Future consumer sentiment will predominantly depend on whether the uncertainties currently surrounding the progression of the labor market continue to intensify. If this is the case and if employees are increasingly worried about their jobs, the propensity to consume will suffer a major setback. Concerns about unemployment are reducing the certainty with which consumers can plan for the future. In turn, this is having a particularly negative effect on the decision to make larger purchases.
About the study
These findings are extracts from the “GfK Consumer Climate MAXX survey,” which is based on approximately 2000 consumer interviews conducted each month on behalf of the European Commission. The report contains charts, forecasts, and a detailed commentary regarding the indicators. In addition, the report includes information on proposed consumer spending in 20 different areas of the durable consumer goods, non-durable consumer goods, and services markets. The GfK Consumer Climate survey has been conducted since 1980.

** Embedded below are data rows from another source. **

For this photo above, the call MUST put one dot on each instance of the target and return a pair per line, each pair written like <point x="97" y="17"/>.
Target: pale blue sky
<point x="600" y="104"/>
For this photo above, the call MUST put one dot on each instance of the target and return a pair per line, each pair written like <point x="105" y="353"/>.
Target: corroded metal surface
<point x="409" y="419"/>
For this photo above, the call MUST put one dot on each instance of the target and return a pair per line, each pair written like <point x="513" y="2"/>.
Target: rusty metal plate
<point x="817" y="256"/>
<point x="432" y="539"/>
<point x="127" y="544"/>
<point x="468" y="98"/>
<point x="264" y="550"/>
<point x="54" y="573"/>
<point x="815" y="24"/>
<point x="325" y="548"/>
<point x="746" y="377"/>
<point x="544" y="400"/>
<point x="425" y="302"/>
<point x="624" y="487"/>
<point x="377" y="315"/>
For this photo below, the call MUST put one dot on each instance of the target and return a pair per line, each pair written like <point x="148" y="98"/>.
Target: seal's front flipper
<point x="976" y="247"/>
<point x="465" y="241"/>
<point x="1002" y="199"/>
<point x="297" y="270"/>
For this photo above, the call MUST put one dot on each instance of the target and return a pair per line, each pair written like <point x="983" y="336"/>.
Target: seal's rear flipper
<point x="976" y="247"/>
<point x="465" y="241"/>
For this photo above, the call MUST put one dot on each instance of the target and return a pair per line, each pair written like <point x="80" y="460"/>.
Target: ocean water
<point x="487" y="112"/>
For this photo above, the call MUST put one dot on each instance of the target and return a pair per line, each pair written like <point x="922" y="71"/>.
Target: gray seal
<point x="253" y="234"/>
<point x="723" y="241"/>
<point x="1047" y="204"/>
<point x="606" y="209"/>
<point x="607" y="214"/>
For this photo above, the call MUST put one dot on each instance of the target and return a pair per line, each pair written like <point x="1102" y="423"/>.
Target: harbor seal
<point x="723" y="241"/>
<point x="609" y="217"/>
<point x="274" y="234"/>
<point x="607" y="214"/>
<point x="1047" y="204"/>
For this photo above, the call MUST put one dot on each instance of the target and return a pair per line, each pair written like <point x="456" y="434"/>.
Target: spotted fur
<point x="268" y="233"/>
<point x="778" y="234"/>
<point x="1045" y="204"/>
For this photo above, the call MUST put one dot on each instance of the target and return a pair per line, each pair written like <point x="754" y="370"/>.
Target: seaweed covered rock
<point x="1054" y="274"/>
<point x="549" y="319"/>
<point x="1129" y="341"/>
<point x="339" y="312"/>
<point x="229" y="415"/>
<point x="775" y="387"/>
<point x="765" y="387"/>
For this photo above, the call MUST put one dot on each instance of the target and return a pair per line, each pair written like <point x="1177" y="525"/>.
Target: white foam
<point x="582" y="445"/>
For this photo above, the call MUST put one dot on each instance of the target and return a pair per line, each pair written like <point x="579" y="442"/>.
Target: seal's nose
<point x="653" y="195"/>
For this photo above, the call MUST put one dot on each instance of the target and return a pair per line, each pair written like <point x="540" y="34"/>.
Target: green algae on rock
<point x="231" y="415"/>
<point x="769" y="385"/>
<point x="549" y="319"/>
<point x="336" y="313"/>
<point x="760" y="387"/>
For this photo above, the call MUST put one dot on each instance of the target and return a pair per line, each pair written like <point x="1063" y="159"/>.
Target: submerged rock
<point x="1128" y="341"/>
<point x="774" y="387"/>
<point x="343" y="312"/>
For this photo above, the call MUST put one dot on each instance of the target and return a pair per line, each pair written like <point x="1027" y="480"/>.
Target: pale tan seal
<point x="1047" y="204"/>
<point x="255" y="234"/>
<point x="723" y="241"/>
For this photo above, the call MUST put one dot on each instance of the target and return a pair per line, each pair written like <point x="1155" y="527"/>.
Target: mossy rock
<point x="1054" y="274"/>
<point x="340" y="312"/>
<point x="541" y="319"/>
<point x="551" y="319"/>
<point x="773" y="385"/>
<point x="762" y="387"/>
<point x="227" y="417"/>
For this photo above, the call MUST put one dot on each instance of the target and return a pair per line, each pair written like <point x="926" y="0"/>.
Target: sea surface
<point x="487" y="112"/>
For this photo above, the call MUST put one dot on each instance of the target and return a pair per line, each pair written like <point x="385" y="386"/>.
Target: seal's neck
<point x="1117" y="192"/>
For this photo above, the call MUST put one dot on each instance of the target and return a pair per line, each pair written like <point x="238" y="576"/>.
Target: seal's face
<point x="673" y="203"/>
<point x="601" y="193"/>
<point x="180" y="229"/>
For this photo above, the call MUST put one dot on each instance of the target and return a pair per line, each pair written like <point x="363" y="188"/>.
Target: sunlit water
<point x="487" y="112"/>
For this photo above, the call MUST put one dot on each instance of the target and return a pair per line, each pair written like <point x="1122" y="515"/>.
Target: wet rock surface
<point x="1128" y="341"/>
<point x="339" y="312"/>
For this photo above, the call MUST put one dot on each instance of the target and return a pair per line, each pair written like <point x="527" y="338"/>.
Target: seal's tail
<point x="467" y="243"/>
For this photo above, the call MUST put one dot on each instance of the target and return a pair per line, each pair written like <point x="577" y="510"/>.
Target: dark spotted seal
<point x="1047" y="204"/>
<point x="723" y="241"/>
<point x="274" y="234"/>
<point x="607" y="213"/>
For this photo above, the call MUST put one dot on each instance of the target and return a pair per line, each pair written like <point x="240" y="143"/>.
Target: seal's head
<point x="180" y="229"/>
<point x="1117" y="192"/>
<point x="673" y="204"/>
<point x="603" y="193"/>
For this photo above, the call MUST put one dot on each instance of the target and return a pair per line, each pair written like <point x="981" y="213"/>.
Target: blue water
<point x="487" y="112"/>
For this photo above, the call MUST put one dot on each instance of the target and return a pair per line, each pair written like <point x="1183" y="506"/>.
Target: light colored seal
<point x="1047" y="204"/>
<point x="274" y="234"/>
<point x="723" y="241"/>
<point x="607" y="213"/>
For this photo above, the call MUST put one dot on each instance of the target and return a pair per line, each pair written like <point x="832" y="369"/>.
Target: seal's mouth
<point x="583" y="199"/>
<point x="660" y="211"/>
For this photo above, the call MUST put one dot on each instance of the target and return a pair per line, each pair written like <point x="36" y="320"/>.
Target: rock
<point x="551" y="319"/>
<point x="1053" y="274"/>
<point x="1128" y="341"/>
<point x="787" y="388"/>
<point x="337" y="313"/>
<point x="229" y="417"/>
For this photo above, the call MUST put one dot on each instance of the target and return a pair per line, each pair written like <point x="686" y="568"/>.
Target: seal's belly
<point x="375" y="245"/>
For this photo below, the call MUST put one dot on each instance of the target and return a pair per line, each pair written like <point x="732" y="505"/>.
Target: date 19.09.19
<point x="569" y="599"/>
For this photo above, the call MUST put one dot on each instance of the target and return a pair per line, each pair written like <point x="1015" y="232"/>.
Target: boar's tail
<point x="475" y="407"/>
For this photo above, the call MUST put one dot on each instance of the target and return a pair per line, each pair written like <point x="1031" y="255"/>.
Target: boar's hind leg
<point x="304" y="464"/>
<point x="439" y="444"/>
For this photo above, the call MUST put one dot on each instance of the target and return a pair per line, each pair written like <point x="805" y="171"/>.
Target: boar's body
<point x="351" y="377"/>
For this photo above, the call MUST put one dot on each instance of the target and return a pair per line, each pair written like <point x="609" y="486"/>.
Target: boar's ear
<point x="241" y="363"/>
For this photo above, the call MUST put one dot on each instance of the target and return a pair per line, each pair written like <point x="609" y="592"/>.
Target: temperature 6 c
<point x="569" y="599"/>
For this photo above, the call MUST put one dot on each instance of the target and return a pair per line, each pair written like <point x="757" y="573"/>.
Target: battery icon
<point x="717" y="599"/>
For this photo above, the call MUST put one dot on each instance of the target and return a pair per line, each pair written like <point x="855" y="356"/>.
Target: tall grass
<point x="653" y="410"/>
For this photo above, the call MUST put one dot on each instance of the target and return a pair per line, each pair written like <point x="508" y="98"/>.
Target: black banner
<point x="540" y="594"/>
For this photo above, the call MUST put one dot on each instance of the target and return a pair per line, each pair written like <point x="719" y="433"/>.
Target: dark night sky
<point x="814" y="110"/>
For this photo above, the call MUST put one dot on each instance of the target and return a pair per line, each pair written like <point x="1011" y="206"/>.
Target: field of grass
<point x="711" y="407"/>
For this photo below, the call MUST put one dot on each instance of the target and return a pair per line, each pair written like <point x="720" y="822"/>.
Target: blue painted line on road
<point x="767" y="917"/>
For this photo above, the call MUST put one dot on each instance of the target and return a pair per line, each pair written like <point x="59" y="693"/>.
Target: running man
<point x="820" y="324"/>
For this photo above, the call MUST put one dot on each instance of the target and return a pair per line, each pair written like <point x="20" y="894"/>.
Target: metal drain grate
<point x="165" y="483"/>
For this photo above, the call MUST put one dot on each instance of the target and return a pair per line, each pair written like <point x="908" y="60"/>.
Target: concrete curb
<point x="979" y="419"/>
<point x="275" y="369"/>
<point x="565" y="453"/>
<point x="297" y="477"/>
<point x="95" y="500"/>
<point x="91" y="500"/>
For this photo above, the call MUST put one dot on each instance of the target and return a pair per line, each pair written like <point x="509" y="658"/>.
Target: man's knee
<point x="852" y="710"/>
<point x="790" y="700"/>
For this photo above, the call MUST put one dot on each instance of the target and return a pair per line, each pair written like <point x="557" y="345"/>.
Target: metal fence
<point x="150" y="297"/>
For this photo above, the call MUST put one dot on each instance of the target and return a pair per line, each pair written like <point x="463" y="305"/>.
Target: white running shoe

The consumer climate explicitly refers to all private consumer spending. However, depending on the definition, only 30 percent of private consumer spending is attributable to retail. The remainder is attributable to services, travel, rent, health services, and the entire personal care segment.
GfK is predicting a rise in private consumption of 1.5 percent for 2015. Again, this does not only concern retail sales, but rather all consumer spending. Last year, GfK also forecast that private spending would increase by 1.5 percent. According to figures from the Federal Statistical Office, private spending grew by 1.2 percent in 2014.
Willingness to buy – like all the other indicators – is an indicator of sentiment. It examines whether consumers think it is currently advisable to make major purchases. Even if they answer “yes,” two further requirements need to be fulfilled for a purchase to be made: Consumers must have the money that is required for such a major purchase and they must also view this acquisition as necessary. In addition, it only concerns durable consumer goods, which also require a larger budget.
The findings of the consumer climate survey are based on approximately 2,000 interviews conducted each month on a representative sample of the German population. This survey tool is subject to continuous quality controls, particularly with respect to its representativity. The fact that the results are used and recognized in the field of empirical legal research (for example, with respect to the likelihood of confusion between products) is a testament to the exceptionally high quality of this survey. This means that the results are quality approved by experts and must stand up in court.